Sunday, October 30, 2022

Into the cauldron


Down, into the cavern, the psyche, the Underworld; so Samhain, and the dark half of the year, spins us down to our essential selves. 

Asks of us, how will you serve what sleeps now, and will rise again in spring?

Like our plant relatives, like the landscape, like everything that ages, we wither. A part of us sinks down and in, revealing the bones that have lain beneath the long seasons of growing, flowering, fruiting. 

If we have nurtured our gardens, the seeds of another harvest lie scattered over the ground, shaken by the North winds. Waiting in the last, fading light before darkness falls; to be held by the sheltering earth through the long months of ice, snow, killing cold.

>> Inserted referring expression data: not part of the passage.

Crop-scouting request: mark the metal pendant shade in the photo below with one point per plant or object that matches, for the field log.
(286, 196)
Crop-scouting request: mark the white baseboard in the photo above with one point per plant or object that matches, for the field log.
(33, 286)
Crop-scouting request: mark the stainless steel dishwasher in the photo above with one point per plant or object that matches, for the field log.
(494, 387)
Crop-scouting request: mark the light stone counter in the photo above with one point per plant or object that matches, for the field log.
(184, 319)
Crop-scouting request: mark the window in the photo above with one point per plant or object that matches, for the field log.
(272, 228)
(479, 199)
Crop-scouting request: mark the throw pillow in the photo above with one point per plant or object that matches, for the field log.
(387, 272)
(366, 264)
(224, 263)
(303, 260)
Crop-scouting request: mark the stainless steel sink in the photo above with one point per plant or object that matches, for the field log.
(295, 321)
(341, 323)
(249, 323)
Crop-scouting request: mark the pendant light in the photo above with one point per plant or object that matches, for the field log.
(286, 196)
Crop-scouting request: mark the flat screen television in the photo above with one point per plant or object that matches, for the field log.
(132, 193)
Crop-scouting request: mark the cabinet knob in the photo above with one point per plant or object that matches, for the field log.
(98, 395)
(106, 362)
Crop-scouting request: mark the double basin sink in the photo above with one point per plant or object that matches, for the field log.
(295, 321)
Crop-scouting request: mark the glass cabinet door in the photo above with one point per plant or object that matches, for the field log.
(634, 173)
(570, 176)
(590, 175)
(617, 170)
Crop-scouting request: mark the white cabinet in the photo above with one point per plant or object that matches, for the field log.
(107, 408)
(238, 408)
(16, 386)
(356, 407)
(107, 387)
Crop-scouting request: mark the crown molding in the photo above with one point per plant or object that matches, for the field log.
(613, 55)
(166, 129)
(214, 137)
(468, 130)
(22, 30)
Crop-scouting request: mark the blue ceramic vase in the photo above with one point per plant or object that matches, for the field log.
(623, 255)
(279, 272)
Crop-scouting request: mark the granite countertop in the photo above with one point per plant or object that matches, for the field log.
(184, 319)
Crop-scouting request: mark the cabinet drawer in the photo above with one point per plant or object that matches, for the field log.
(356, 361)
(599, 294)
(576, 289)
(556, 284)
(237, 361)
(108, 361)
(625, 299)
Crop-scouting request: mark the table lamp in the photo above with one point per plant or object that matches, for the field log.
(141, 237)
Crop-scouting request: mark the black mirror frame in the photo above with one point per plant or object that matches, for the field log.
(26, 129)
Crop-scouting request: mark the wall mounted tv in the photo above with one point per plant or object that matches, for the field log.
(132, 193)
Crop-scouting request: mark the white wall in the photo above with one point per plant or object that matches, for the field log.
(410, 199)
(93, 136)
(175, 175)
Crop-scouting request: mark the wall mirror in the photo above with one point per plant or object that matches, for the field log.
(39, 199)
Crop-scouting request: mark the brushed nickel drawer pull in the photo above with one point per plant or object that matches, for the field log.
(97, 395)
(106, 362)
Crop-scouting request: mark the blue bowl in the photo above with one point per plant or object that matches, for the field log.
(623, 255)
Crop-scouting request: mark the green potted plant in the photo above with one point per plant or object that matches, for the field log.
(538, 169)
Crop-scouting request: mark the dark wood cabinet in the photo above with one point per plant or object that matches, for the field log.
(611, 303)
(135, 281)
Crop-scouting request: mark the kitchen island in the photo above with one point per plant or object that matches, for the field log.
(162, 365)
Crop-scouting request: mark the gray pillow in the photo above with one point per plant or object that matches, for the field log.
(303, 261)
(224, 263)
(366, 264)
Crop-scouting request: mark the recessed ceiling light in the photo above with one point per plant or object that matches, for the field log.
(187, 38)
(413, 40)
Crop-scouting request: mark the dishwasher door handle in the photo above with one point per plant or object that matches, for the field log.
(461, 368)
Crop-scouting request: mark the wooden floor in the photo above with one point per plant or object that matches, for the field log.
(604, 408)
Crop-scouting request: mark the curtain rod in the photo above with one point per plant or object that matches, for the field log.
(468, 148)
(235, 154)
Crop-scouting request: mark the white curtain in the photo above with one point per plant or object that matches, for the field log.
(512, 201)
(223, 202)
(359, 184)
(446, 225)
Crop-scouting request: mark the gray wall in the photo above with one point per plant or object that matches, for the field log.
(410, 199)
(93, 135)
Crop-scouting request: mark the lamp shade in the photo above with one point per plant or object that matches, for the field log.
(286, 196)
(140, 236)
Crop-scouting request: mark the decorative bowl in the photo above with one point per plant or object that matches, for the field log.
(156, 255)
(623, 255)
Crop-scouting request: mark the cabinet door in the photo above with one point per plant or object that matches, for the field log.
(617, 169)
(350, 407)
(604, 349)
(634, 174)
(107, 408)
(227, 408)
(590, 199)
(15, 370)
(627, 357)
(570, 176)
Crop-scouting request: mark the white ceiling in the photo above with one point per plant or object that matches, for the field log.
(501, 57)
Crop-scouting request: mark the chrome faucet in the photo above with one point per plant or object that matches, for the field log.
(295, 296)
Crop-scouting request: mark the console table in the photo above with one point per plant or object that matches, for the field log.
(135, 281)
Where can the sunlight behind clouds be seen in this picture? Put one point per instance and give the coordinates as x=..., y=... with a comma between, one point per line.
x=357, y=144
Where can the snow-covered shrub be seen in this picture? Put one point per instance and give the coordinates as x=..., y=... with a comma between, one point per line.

Remember this night: There are witches, and there are witches. 

Beware, sisters, which paths you choose to walk. 

Will it be muttered curses, crabbed thoughts, and casting a metaphorical evil eye? 

Humanity can be so very disappointing, after all, and we may be so frustrated with unfolding realities, that this seductive, thorny path may seem to be the one where we hold more power. I speak from experience.

Rather, instead of casting maledictions, will we ask ourselves some version of the questions: How can I serve the Earth? How can I serve life? Using the gifts I have been given, what can I do to heal and help, and imagine the world the way it could be? 

How can I make more of what I love, and less of what I do not?

We all have the other kind within. (A proper cackler, I mean.) Yes, a Crone is meant to be fierce. But, fierce in service of something important, something life-giving, something that matters.

Wisdom whispers, perhaps we want to call up our most fierce powers to serve that which we love most, and to change that which ruins, harms and destroys. ???


Here, let me remind you about the Cailleach — the divine Crone who reigns over winter, beginning as I write, at Samhain. Who shapes mountains with her hammer. A creator and a destroyer, like every crone goddess. A fierce carlin who bestows sovereignty, and, with a fine sense of justice, punishes those who take too many lives of the wild creatures sacred to her.

Know you that a Crone's eye pierces any disguise or intent. 

She sees clearly, judges sternly but fairly, and — like most old women, and winter itself — does not suffer fools gladly. 

The Crone guides the young. Protects the defenseless. Rights the balance. 

Ever, the Crone serves life (as death also serves life) — which is as it must be, as all of us must do, in order for all of life to flourish once again on this Earth. 

Isn't that what we all long for? For life to flourish once again? Inside ourselves, in our spirits, and flowing outward to heal every inch of this planet?

Perhaps this is why witching myself feels like beginning to rewild myself. A profound gift as we head into winter, a seed I can hold in my heart, in the darkness. 

We are nurtured by seeking out wild ways of knowing. Feeling into Earth ways, with their vast power to mend our wounded selves and our wounded planet. 

The way I somehow eased into a softness toward my gardens this year, trusting the plants to find their own way, reseed where they will. Giving the plants time and space to do what they know far more than I how to do: express their intelligence, their ways of being. 

This is an Earth way. 

Because our beloved Earth is the opposite of a minimalist. You must scatter millions of seeds, not only one. You must plant endless forests of trees, continents of prairies, a world of oceans. She is brilliantly, magnificently, endlessly, fecund and creative. 

Let us recognize her always in ourselves...and ourselves, always in her. 


So, on Samhain, there are witches...and there are witches. As we sink down into the mysteries of the Crone's dark womb, here is my spell and blessing...

May we rest deeply in this cauldron of darkness. 

May we dream of possibilities, as seeds do. 

May we trust in what is rich and strange in ourselves and others. 

May we let the wild reclaim even the smallest inch of our fallow ground ... and slowly, slowly, awaken it to flower again.